I agree with all except: what runs on a laptop is more likely about as intelligent as a mouse. The computational power of the human brain is probably in the order of 10^15 (100M MIPS) compared to a typical laptop at 10^12 (100K MIPS). And a human brain uses about 20W while a gamer laptop running flat chat is about 200W.

Given the model we have computers powerful enough but using KW or MW of power, not 20W.


So what’s the problem? we already spend lots of centuries of human-brain effort and lots of billions on backprop-driven AI.

1 Like

ah, the good ol’ deep learning vs symbolic machines wars.

I think we should accept that we are biased towards one side and just run with it. Its not like this specific kind of conceptual bias is harmful to the society.

but throwing aguments back and forth like that usually goes nowhere, lets not become keyboard warriors.


It’s a hyperbole, but the difference is that GOFAI and other schools of thought conjecture that at some arbitrary point in time - maybe a decade, maybe a century things would magically be solved, and AGI would emerge from their elaborate systems.

DL however returns consistent gains as we scale. As long as scaling keeps going on, and algorithmic+data efficiency keep going up companies are more-than-happy to provide investments and the field keeps happily chugging along. There is a clear cut path towards achieving X goal.

This reduces uncertainty to a huge extent. Nobody will invest a billion dollar in a GOFAI/neuroscientific project which may or may not payoff. But If I can predict in advance what emergent abilities a certain LLM will have at what scale, predicting even benchmark performance to a decent degree of accuracy - that is useful, and it shows that things work. That there isn’t luck involved.

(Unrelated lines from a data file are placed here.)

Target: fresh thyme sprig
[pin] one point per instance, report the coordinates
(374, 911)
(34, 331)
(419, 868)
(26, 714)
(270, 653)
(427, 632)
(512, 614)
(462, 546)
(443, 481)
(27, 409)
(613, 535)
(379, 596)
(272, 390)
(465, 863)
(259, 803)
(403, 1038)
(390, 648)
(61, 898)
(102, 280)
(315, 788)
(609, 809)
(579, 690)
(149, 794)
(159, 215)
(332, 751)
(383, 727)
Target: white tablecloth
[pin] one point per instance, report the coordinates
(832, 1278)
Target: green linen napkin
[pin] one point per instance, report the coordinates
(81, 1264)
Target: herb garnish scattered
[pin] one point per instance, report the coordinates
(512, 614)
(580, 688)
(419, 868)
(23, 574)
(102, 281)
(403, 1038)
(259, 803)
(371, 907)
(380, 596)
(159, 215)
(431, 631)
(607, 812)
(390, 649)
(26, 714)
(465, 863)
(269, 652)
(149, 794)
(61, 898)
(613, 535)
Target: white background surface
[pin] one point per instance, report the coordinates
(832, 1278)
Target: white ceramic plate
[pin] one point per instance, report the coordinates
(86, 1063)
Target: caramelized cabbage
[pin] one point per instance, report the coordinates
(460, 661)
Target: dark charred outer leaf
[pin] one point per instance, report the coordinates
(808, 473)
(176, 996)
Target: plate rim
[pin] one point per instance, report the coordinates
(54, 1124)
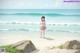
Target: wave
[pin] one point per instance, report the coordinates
(39, 14)
(39, 30)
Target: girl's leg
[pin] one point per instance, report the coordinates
(43, 33)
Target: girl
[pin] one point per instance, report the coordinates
(42, 27)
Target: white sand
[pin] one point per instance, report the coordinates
(42, 45)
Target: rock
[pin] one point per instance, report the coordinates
(72, 45)
(25, 46)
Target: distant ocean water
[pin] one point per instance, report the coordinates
(65, 20)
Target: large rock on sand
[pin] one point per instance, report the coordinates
(72, 45)
(25, 46)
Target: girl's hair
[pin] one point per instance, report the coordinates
(43, 17)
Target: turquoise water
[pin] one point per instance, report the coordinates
(67, 20)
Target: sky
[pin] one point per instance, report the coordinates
(38, 4)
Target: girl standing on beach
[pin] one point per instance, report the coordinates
(42, 27)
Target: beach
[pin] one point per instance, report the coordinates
(43, 45)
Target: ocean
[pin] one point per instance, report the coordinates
(64, 20)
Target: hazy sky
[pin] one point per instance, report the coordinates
(38, 4)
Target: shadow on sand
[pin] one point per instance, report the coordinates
(47, 38)
(35, 51)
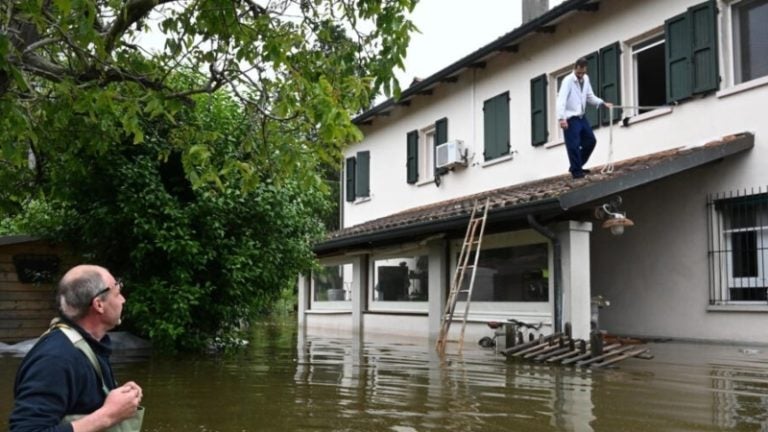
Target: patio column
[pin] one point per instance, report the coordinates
(359, 273)
(438, 284)
(574, 240)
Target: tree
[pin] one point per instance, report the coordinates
(308, 63)
(192, 170)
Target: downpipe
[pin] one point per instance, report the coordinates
(558, 270)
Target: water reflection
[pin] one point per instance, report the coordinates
(292, 381)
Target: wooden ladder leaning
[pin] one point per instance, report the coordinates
(473, 240)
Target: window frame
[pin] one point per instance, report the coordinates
(418, 307)
(499, 308)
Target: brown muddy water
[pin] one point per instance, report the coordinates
(287, 381)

Whereas with other projects its a hit or miss; and so far they’ve all been misses.

The current limits of DL are not of scale, but of kind.
ChatGPT and the art engines are developing into amazing data mining and synthesis engines.

I have great respect for what I have seen of the current works, and expect them to evolve into powerful tools.

I can image a suite of tool that lets a creative person craft virtually any story with story line, script, characters, music and images that are totally synthetic, with great detail and accuracy. I have some trouble imagining what it will be like when any artist has these tools at his/her ready disposition. I look forward to playing with these tools.

I can imagine powerful research, engineering, and programming assistants. To know all the minutia that is part of building codes, electronic design, the law, or other engineering tasks. With the ability to generate schematics & board layouts, shovel ready building plans, correct code; most of the human mistakes and oversights that currently creep into human endeavors should be ironed out of the bulk of engineering.

This is all within the reach of current technology without really adding anything new.

So what of kind?
The core of a personality and sense of self is not currently incorporated into the tools I have played with but I can imagine adding modules that add drives and personal memory. At that time, we should have something that performs well enough that it could pass a turning test with flying colors.

Chat GPT gets surprising close and as far as I can tell, its creators have deliberately limited it in ways that make is seem like it is NOT a person. Adding the aforementioned modules could certainly go the other way.

Will that be AI? Dunno.
Will it be close enough to AGI to do whatever it is that we wanted AGI for? Probably.

1 Like

Agree. Or at least ask the questions;

  1. Are we meant to disagree/debate to challenge an idea?

  2. Or are we here to learn more by brainstorming and asking questions or providing qualitative/quantitative data?

For the OP’s post I feel it is #2 and my attitude towards it should be brainstorming and not like I’m trying to prove that I’m right. Just like an adult would do.

#1 behavior is problematic especially that when that person that is here to debate has no obligation or doesn’t feel obligated to explain things using the right language – Math, but resort on narratives and then call it science.

Maybe we can have a rule, if your intent is #1 act like a scholar don’t be like a crusader. Otherwise we’d just ask ChatGPT then.